Saturday, September 04, 2004

Letters from the Troops

Operation Truth describe themselves as a "non-profit, non-partisan organization that seeks to educate the American public about the truth of the wars in Iraq and Afghanistan from the perspective of the soldiers who have experienced them first-hand. "

Here are some extracts from the troops' letters featured on the website

Captain David Chasteen
I will do everything I can to wrench power from the neohawks, fundies, and morons currently at the reiqns, and return it to someone who has a little intelligence and respect for, well, the idea of not invading people at random just because you're in the mood and the polling supports it. Imagine if we spent the 20 Billion dollars we spent on this war trying to actually make things better for the starving, dirty, pissed-off people who seem enamored with the idea of sending us all to hell. Imagine if we sent real live Americens to do it in person. Actually backing up the promises the President made during the previous state of the union might be a good place to start...

...I ended up being part of an invasion force that I don't support politically but am duty-bound to support in reality. The thing that bothers me about the glory that comes from this job is that Americans, almost universally apply it without any caveats. Very few people, mostly soldiers and the people very close to them realize that war itself is not a noble thing. That the soldiers coming back from this war should be praised, but not for the things that most Americans think they should be praised for. I am not happy about this war. I am not glad to be here. I am not glad that I risked my life for something as stupid as this. But I did take an oath to follow the orders of the president and a lot of parents were counting on me to get their kids home safe, and I did that. And I did risk my life to serve my country which is more than just about any of the congressmen and the president who sent me here can say...

Specialist Zach Petersen
...as far as general lack of support, our unit really didn't have much support from the active duty component. We had to drive out to their compound at the Iraqi Olympic stadium to STEAL -- not receive -- our bottled water. Our body armor was just a flack vest...

A soldier with a blog
..I spoke with an Army Captain the other day who was telling me that the Global Security civilian Contractors who work here in Iraq with us are referred to as: "Black Death" by the locals downtown

Quartermaster
Some new soldiers were sent to the unit that did not recieve the new interceptor vest at Ft. Stewart and I could not get them one in Kuwait, but they were outfited with them despite this fact. Some members of my unit that wouldn't be on the front line, including me gave them ours. I realy didn't want to give up my protection, but it was my job to outfit my company for war and if a soldier died because I didn't do my job I couldn't live with myself. I wish our leaders in government felt the same as I do.

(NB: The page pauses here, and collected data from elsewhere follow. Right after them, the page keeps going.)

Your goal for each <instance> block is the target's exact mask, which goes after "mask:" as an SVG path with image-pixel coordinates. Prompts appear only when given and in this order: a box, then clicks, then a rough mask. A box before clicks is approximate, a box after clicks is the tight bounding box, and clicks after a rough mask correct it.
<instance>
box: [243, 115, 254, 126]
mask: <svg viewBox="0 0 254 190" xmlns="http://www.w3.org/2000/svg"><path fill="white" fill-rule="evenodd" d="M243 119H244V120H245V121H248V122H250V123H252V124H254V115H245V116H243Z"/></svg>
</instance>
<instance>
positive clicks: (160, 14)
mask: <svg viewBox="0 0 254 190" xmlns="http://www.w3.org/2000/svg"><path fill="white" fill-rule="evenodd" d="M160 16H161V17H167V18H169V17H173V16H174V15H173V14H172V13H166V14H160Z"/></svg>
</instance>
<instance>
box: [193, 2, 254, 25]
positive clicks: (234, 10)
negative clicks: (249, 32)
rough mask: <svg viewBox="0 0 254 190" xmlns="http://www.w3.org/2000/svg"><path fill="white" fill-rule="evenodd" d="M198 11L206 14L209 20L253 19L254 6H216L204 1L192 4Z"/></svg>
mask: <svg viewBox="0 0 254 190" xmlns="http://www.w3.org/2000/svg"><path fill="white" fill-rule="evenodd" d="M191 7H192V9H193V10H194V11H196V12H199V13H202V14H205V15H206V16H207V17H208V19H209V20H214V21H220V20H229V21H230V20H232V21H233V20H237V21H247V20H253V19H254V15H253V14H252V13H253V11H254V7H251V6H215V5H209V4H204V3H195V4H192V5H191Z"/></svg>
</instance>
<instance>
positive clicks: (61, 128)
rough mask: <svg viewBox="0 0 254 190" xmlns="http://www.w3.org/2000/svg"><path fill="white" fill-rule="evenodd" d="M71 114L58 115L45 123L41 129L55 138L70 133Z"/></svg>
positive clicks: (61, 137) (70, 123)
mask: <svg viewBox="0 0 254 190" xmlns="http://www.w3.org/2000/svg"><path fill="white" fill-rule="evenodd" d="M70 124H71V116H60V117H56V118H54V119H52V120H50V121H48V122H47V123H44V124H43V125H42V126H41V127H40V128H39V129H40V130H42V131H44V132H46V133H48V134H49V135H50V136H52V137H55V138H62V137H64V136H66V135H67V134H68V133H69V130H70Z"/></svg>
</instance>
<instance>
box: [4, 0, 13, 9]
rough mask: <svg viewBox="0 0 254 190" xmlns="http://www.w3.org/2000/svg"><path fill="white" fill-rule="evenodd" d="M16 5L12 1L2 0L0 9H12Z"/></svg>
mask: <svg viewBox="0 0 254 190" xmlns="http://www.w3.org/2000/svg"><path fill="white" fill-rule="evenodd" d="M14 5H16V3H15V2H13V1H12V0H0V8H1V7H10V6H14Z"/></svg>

I remember the night that the 2nd Brigade entered Iraq. A group of us were gathered around talking. The sky was suddenly filled with lightening. It was our artilery firing on Iraqi border positions. My xo somberly said, "Iraqi's are dying." I was very sad. We were later told that our group would be crossing over in the morning. I prayed very hard that night. I didn't pray for myself. I think praying for ones self is selfish. I prayed for the Iraqi people and for the Iraqi soldiers. I knew what was coming at them. I had built some of it. I prayed that they would run away and not fight. I knew if they did they would die.

Murph
My one year ‘boots on the ground’ came to an end in May. In Kuwait and just days from flying home, Secretary Rumsfeld reneged on his one-year promise and extended my unit’s tour by three months. We headed back to Iraq. Our new mission was to guard Halliburton truck drivers, civilian contractors who made three and four times my $20,000 salary.

I wondered what on earth civilian truck drivers were doing in a combat zone. Riding with Halliburton on long convoys, we faced roadside bombs, rocket-propelled grenades and small arms fire to protect these high-paid contractors.

Finally, we were sent home in August. I enlisted in the Army Reserve following September 11, 2001, one of the hardest and best decisions I have made in my life. I love the United States, the Army and my unit. Out of this deep love ask that we as Americans take a long look in the mirror. We must ask ourselves who we are and what we stand for. We as a nation must face the monster we have created in Iraq sooner rather than later. We must find a way out of the mess in Iraq with minimal loss of American and Iraqi life. We owe it to the soldiers on the ground and the embattled Iraqi people.